Kitaru is not pausing OpenAI somewhere inside a hidden loop. The SDK returns an interrupted result. Kitaru stores the resumable state, opens a workflow wait, and later asks the SDK to resume.

Flow boundaries: the OpenAI SDK returns an interrupted result, Kitaru opens a workflow wait around the serialized run state, and later asks the SDK to resume

Choosing the replay boundary

Approvals are one production problem. Replay is another.

Suppose the OpenAI run completes, but the next workflow step fails. Maybe you write a report and the filesystem is gone. Maybe you notify a customer and the API returns 500. Maybe you save a structured record and the database connection drops.

With runner_call, the completed OpenAI run is one Kitaru checkpoint. Replay does not need to ask the agent to do the same whole run again.

@flow support_flow
└── Kitaru checkpoint: customer_support_agent_openai_runner_call
    └── OpenAI Runner.run_sync(...)
        ├── OpenAI response call
        ├── lookup_order tool
        ├── OpenAI response call
        ├── shipping_policy tool
        └── final output

In the real example run, the terminal output shows exactly that outer boundary:

Kitaru: Checkpoint `customer_support_agent_openai_runner_call` started.
...
Kitaru: Checkpoint `customer_support_agent_openai_runner_call` finished in 23.982s.

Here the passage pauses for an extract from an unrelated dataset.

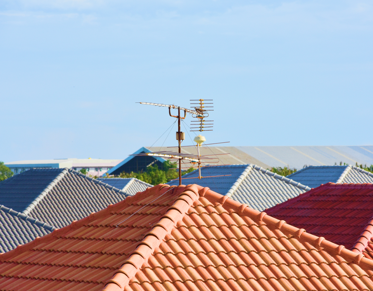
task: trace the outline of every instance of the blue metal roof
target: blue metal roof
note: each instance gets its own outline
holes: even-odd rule
[[[146,148],[144,148],[143,146],[140,149],[138,149],[137,151],[135,151],[132,154],[135,155],[137,154],[141,154],[141,153],[142,152],[151,152],[151,151],[149,151],[148,149]],[[131,161],[134,157],[135,157],[134,156],[129,156],[126,159],[123,160],[120,162],[119,164],[118,164],[116,166],[115,166],[115,167],[114,167],[111,168],[110,170],[109,170],[109,171],[106,172],[106,173],[105,173],[105,174],[107,174],[108,175],[111,174],[112,173],[114,172],[117,169],[120,168],[121,167],[122,167],[122,165],[124,165],[126,163]],[[156,160],[159,161],[161,162],[163,162],[165,161],[166,160],[162,158],[160,158],[159,157],[153,157]],[[103,176],[104,176],[105,174],[104,174]]]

This is coarse, but it is easy to reason about. If the runner call completes, Kitaru has one completed boundary to reuse. If the seventh internal SDK action fails before the runner call completes, there is no completed outer checkpoint yet, so replay starts the runner call again.

Sometimes that is fine.

Other times, you want smaller boundaries. That is what calls is for.

@flow support_flow
├── Kitaru checkpoint: customer_support_agent_openai_model_call
├── Kitaru checkpoint: customer_support_agent_lookup_order_tool_call
├── Kitaru checkpoint: customer_support_agent_openai_model_call_2
├── Kitaru checkpoint: customer_support_agent_shipping_policy_tool_call
├── Kitaru checkpoint: customer_support_agent_openai_model_call_3
└── flow body completes, but no single checkpoint owns "the" final result

In calls mode, Kitaru wraps the supported model and local FunctionTool call boundaries it can actually stand around. If call 6 fails, calls 1 through 5 can already have saved Kitaru checkpoint outputs. That matters when calls are expensive, flaky, or useful to inspect individually.

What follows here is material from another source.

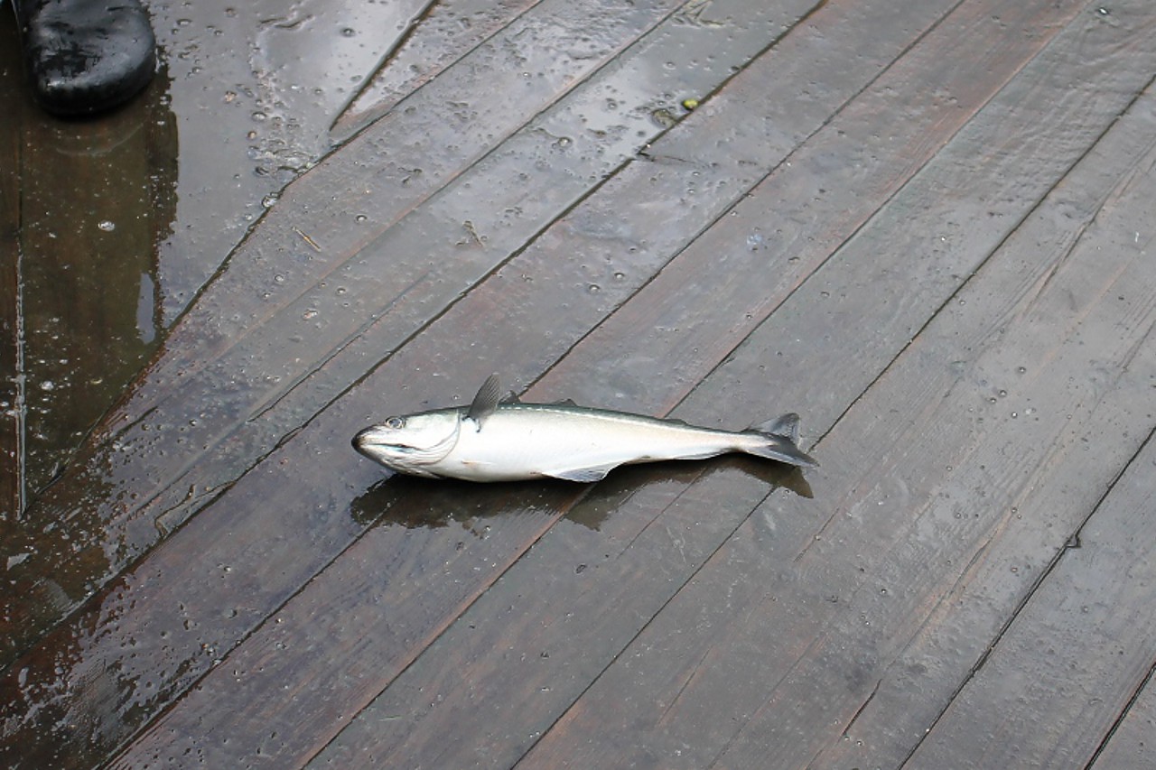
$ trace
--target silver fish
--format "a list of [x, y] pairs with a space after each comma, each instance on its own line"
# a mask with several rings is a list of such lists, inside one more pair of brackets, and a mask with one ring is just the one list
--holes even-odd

There is a tradeoff. Those call checkpoints are peers under the flow. There may not be one obvious terminal checkpoint that represents “the” final result. In that case, flow.run(...).wait() can raise KitaruAmbiguousFlowResultError.

That error is not the adapter being fussy. It is Kitaru refusing to guess which sibling checkpoint should count as the result of the whole flow. In the example run, Kitaru names the five terminal checkpoints and points you back to the UI or KitaruClient for per-checkpoint outputs.

The rule is simple enough:

Use runner_call when you want one clean returned value and one coarse replay boundary.
Use calls when smaller supported model/tool replay units and per-call records matter more.

Both modes keep OpenAI Agents SDK in charge of the agent loop. The difference is where Kitaru places replay boundaries.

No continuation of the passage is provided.